Go ask the EU and the US, said Russia Foreign Minister Sergei Lavrov when asked if Georgia should worry about Ukraine-style troubles this summer. “You should ask the EU and the US if they have some plans in mind for the Georgian government if it fails to do what is expected of it,” Lavrov told journalists on May 6.
Georgia is expected to sign an association pact with the European Union this June. Commotion over Ukraine's similar plans contributed to pulling that country into a separatist war. But Moscow squarely puts the blame on the West. “The EU had a near-hysterical reaction to the legitimate decision of the Ukrainian president [Victor Yanukovich] to postpone the agreement,” Lavrov said. “Then, public rallies were organized and the radicals jumped on the bandwagon.”
He passed the buck to Brussels and Washington for any potential similar developments in Georgia after pen meets paper on the EU association agreement. “Not to sound rude, but this question is better put to people there [the EU and US],” Lavrov said. “We do not go around changing regimes and making color revolutions; especially with a brown hue, as is the one in Ukraine,” he added, referring to Russian allegations of the interim Ukrainian government's so-called "fascist" inclinations.
He expressed the hope that Georgia has a sober understanding of current events in the region.
Perhaps to help Tbilisi stay clear-headed on this score, Moscow announced plans to move 80,000 new armored personnel carriers to separatist Abkhazia; like Crimea, another Black-Sea Russian hangout.
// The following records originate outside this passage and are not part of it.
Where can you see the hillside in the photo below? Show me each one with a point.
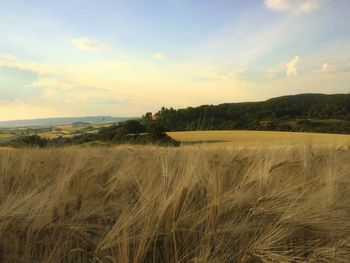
(303, 112)
(59, 121)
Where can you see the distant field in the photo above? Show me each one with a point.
(248, 138)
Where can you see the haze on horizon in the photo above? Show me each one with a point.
(123, 58)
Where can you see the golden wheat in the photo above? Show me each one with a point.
(191, 204)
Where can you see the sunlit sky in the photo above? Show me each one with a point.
(124, 58)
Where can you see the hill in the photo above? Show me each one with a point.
(59, 121)
(303, 112)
Lavrov said, though, that he is not aware of any plans by Abkhazia and fellow breakaway buddy South Ossetia to follow Crimea’s suit and accede to Russia. “Abkhazia and South Ossetia are our partners and we will respect the path they chose,” the minister said.
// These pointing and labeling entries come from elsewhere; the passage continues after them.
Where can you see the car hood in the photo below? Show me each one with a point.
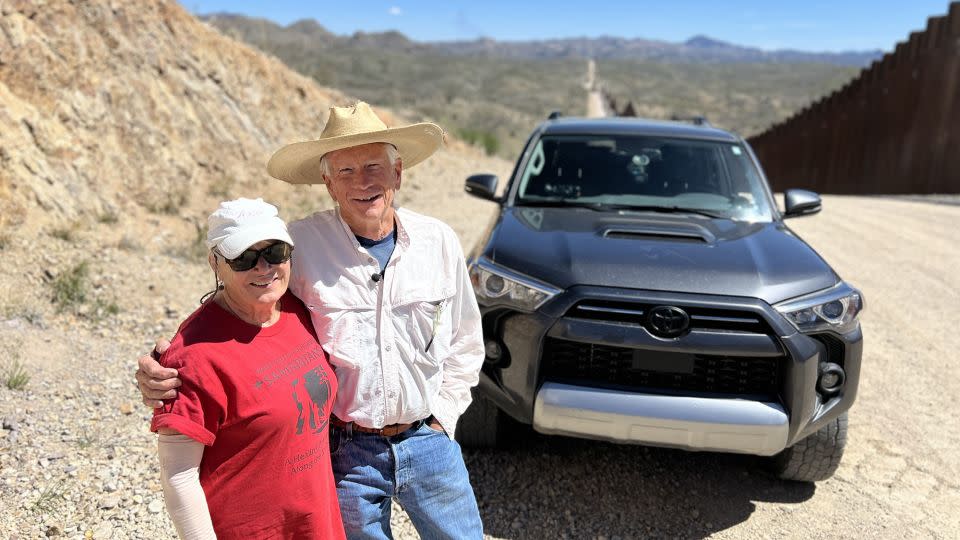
(653, 251)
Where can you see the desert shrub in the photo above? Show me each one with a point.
(71, 287)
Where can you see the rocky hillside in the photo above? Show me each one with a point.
(112, 110)
(122, 123)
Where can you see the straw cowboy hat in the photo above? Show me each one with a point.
(299, 163)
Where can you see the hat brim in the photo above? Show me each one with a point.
(299, 163)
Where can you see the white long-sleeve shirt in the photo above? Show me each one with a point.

Tbilisi has shied away from a response, but it cannot ask enough for Western help to provide a secure path to the signing of the association agreement. The EU, which is more keen to move euros than armored vehicles into an ally’s territory, on May 6 announced the handover of 30 million euros [roughly $41.76 million] to Georgia to complement ongoing assistance for Tbilisi’s European plans.